Is het gebruikelijk dat bewindspersonen de landsadvocaat mogen inschakelen voor juridisch advies over privékwesties? Wie betaalt die juridische bijstand precies?
Zoals beschreven in het antwoord op vraag 1 van de leden Arib en Kathmann, heb ik (de Minister van BZK) de landsadvocaat gevraagd advies uit te brengen. Het betrof een adviesvraag van publiek belang. Het ging om de vraag of er aanleiding bestaat voor de staat om de kosten te vergoeden van het inschakelen van een advocaat door de Staatssecretaris, en om de achterliggende vraag hoe ver de ministeriële verantwoordelijkheid in dit geval reikt. Het verzoek zag uitsluitend op deze kwestie en dus niet op de privéaangelegenheid zelf. Het verzoek om advies is namens mij gedaan ten behoeve van mijn besluitvorming. Het advies is daarom betaald door het ministerie. De landsadvocaat heeft voor dit advies € 4.173,68 in rekening gebracht bij het ministerie.

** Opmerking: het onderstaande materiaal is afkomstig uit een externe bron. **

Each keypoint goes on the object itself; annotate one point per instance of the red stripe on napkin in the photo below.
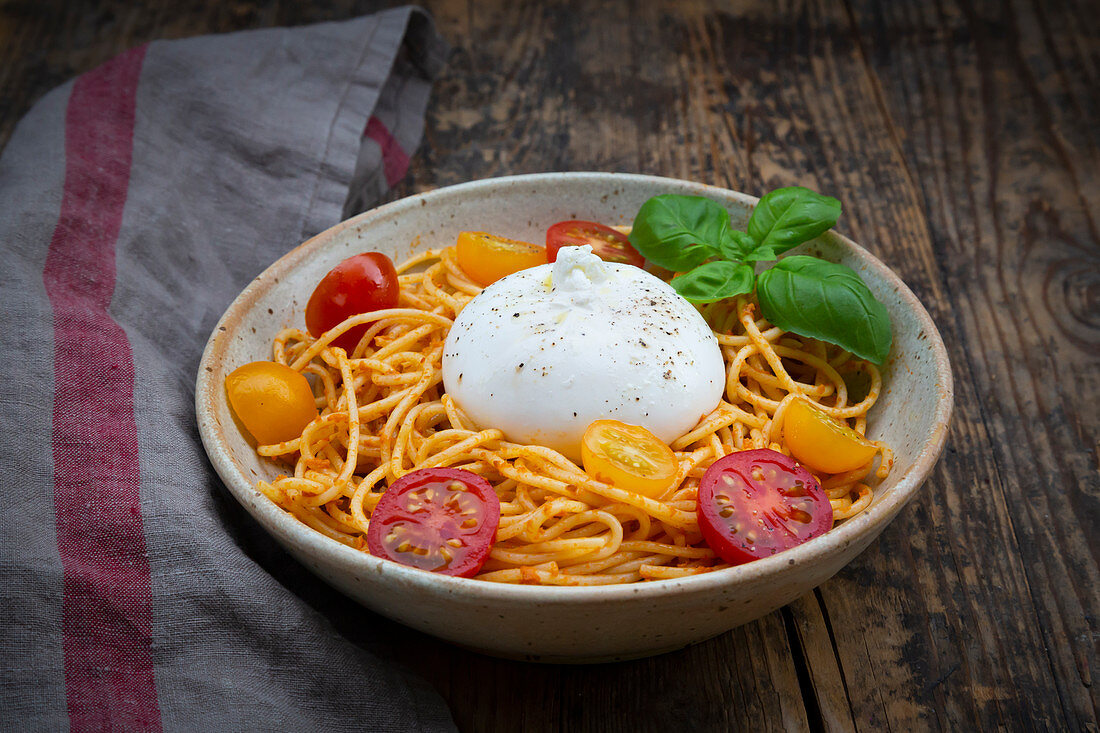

Waarom zijn er geen regels voor bewindspersonen met betrekking tot het gebruik maken van ambtenaren voor privékwesties, zoals de Raad van Europa aanbeveelt?
In een brief van 6 juli 2021 (Kamerstuk 35 570 VII, nr. 107)6 heeft het kabinet de Tweede Kamer geïnformeerd over de uitvoering van de aanbevelingen van de GRECO inzake het integriteitsbeleid voor bewindspersonen. In deze brief is aangegeven dat, in lijn met hetgeen de GRECO aanbeveelt, gedragsregels voor bewindspersonen voor integer handelen van belang zijn en dat deze zullen worden opgenomen in een aparte gedragscode en daarna in het Handboek voor bewindspersonen (het «Blauwe Boek»). Het kabinet zal de Kamer op korte termijn informeren over de stand van zaken bij de uitvoering van deze aanbevelingen.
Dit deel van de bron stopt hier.